Analysis: This is a far more balanced and intriguing season than the chestnut-packed roster for 2013-14, when the company has not only produced “A Funny Thing Happened on the Way to the Forum” and “The Importance of Being Earnest,” but “Private Lives” as well. The syrupy “Man of La Mancha,” with “Forum” director Paul again at the helm, is filling what seems to be a new slot at Shakespeare, a position for an old musical that we’ll call its Offering-Of-Last-Resort.

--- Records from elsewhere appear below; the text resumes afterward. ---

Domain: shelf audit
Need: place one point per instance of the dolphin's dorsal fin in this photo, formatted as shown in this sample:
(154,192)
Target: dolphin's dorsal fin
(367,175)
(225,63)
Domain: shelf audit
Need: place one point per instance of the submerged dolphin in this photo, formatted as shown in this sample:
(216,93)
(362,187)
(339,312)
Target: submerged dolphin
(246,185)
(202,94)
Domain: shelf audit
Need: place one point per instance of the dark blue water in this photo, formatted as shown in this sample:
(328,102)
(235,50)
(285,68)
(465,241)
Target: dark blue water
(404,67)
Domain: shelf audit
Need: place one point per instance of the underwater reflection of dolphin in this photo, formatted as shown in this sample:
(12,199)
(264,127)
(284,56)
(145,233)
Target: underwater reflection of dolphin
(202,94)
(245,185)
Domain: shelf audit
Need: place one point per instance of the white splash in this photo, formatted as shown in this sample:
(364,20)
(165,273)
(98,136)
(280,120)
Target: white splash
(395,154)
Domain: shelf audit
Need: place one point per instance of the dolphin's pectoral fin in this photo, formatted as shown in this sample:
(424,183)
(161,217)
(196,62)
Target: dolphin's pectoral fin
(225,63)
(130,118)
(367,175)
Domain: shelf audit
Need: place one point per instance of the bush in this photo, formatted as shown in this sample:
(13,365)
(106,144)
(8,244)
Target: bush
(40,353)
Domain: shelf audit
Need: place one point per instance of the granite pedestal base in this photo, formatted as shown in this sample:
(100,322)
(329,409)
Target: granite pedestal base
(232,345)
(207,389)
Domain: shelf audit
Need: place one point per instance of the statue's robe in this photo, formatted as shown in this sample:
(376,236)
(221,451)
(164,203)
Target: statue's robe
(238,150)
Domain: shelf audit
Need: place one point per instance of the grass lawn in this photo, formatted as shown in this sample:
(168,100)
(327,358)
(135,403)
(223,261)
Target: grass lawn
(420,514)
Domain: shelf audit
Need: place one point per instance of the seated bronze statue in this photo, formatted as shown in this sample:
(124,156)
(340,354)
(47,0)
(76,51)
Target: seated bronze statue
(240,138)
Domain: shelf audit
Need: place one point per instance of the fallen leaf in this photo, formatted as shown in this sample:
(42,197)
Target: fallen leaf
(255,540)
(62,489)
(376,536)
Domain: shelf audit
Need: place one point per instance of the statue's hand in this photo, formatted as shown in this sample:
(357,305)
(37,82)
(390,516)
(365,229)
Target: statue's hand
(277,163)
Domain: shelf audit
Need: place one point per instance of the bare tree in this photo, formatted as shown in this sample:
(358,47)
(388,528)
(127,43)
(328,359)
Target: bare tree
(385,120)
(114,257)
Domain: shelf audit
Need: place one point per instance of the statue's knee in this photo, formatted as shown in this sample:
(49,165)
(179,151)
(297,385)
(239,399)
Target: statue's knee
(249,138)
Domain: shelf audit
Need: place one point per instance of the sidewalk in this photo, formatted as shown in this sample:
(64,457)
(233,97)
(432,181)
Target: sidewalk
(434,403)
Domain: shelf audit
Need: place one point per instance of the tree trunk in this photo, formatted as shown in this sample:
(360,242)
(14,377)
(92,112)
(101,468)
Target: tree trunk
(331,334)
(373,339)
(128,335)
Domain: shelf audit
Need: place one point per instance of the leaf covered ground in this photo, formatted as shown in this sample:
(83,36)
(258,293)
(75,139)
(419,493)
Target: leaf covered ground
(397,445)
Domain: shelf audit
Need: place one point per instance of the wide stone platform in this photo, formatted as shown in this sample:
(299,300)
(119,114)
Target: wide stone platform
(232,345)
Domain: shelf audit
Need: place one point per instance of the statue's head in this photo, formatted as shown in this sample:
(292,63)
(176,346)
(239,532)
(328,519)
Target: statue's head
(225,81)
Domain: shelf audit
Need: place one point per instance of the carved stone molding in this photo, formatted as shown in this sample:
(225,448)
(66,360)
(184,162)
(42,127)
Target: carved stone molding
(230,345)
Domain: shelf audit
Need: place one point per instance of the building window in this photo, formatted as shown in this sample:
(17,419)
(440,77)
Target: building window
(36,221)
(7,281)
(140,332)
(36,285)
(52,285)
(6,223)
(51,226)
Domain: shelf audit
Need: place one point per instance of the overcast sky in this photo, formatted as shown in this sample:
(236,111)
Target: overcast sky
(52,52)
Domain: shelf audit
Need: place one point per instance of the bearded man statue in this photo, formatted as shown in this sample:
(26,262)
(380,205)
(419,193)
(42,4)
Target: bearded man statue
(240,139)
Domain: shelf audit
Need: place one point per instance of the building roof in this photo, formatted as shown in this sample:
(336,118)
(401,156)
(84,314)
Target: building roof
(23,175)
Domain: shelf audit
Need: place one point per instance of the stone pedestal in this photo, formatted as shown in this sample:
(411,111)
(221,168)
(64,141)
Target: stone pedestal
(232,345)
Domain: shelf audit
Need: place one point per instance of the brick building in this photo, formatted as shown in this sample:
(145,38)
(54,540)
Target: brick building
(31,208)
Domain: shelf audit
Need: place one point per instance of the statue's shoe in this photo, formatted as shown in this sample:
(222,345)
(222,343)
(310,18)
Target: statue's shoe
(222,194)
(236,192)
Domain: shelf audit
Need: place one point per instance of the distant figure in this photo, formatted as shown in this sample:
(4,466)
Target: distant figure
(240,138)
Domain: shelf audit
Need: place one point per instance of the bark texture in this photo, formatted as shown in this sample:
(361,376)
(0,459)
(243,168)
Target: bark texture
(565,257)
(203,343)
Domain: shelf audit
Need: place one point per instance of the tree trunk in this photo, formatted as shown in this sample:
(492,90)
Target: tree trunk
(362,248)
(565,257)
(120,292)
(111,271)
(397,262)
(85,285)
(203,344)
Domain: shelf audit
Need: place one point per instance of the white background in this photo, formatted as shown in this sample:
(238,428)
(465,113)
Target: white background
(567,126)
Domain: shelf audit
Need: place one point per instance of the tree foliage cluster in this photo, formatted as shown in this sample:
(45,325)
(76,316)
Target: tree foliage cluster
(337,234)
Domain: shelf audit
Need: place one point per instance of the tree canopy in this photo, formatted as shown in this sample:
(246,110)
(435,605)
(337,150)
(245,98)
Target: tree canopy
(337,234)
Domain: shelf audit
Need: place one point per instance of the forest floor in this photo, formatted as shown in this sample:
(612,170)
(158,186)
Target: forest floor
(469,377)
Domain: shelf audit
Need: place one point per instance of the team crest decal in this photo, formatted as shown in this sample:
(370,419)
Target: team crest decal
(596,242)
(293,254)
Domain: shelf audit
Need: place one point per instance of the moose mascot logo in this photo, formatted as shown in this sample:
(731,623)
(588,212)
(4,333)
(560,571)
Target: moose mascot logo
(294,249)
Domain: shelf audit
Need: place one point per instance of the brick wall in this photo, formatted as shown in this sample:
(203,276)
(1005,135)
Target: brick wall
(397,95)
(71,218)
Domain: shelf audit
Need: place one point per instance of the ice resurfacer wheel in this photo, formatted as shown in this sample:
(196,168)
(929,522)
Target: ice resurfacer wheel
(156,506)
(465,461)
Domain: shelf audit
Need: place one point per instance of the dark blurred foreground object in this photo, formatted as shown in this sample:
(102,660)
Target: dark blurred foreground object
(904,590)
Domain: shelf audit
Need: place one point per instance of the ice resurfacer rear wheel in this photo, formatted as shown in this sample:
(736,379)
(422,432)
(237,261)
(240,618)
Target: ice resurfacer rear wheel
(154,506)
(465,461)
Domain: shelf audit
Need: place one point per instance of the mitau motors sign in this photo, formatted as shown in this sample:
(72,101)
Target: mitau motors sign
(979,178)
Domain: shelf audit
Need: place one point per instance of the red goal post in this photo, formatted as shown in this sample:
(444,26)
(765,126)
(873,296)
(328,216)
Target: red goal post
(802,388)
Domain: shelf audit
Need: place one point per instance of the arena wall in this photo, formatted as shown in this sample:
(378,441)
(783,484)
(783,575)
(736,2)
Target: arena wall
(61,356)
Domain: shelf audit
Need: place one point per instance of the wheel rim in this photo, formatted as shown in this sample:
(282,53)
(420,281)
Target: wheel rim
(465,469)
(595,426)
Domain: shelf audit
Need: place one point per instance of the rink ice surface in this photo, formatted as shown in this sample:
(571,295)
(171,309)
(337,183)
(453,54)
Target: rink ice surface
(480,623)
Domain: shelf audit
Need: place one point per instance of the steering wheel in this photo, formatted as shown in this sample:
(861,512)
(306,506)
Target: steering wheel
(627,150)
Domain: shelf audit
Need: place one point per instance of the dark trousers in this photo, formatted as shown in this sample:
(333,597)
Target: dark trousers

While it’s disconcerting to think of “La Mancha” as the season’s likely top earner, serious playgoers can overlook the nod to box-office realities by focusing on all the other potential goodies. “The Tempest” and “As You Like It” and even “Tartuffe” are mainstream choices that nonetheless might be surprising, given their accomplished directors. (Interestingly, only 33 percent of the Shakespeare main stage season will be Shakespeare; this season, it’s 50 percent.) Adding Pirandello’s 1921 play, about an actor who falls off a horse and wakes up thinking he’s the emperor he had been playing onstage, is refreshing. The return of Ives, again mining French classical theater for modern wit, is always a positive indicator. And let’s hope the inclusion in the season of an actor like Epp–the only casting so far to be announced–is the harbinger of other enticing refreshments.